A pintura também vem lá de trás – ainda hoje guarda as primeiras telas que fez com nove anos. Assim como a paixão pela gastronomia que foi ganhando sentido, ainda em pequeno, quando a sua avó o convidava para ir lá a casa comer. Recorda-se das refeições ao colo do avô e, mais tarde, em cima de caixas de figos. Na altura havia, e ainda hoje há, muitos figos no Algarve, e as pessoas, por necessidade, comiam muito este fruto.

“As pessoas comiam figo de todas as formas. Ao lanche comiam torrado com pão, era uma questão de alimento. Assim como a sardinha assada.”
Nos muitos sítios onde viveu – Mexilhoeira, Castro Marim, Vila Real de Santo António, Faro, Fuseta, Olhão -,  nas horas das refeições e nos seus passeios pelas ruas, foi ganhando amizade e respeito pelos mais velhos, e pelo que estes tinham para lhe ensinar. Apaixonou-se pela comida algarvia ou pela “cozinha de carência”, como diz. Contou-nos que as pessoas é que inventavam a cozinha dentro das suas necessidades e isso encantou-o. A simplicidade, o que a terra e o mar ofereciam. Para si, a sua terra é o Algarve da Terra e do Mar. E foi a partir daqui que deu o nome de Coisas da Terra e do Mar ao livro de gastronomia algarvia que escreveu mais tarde.

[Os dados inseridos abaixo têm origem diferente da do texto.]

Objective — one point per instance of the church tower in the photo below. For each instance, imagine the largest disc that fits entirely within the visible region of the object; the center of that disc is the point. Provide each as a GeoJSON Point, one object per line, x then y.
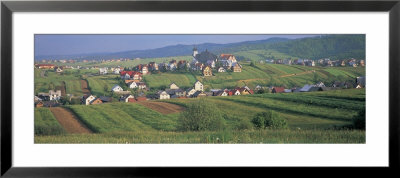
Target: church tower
{"type": "Point", "coordinates": [195, 52]}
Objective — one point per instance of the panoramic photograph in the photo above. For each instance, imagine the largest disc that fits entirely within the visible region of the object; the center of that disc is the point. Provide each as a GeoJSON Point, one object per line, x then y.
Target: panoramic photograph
{"type": "Point", "coordinates": [199, 88]}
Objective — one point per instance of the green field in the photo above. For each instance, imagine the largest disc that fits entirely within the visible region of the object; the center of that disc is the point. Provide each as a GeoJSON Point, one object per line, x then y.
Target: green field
{"type": "Point", "coordinates": [46, 123]}
{"type": "Point", "coordinates": [312, 117]}
{"type": "Point", "coordinates": [44, 80]}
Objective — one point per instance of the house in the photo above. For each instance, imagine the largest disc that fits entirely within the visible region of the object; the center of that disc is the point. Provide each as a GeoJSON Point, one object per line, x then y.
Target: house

O restaurante surge desta paixão e do convite de Lisa para integrar o projecto. O regresso à região onde nasceu, Mexilhoeira Grande, também era inevitável e, por isso, aceitou. Quando teve de preparar um menu fez uma recolha pelo Algarve, recuperou receitas que estavam fora de moda, e foi buscar os sabores da sua infância, ainda tão viva em si.

“À mesa ninguém envelhece”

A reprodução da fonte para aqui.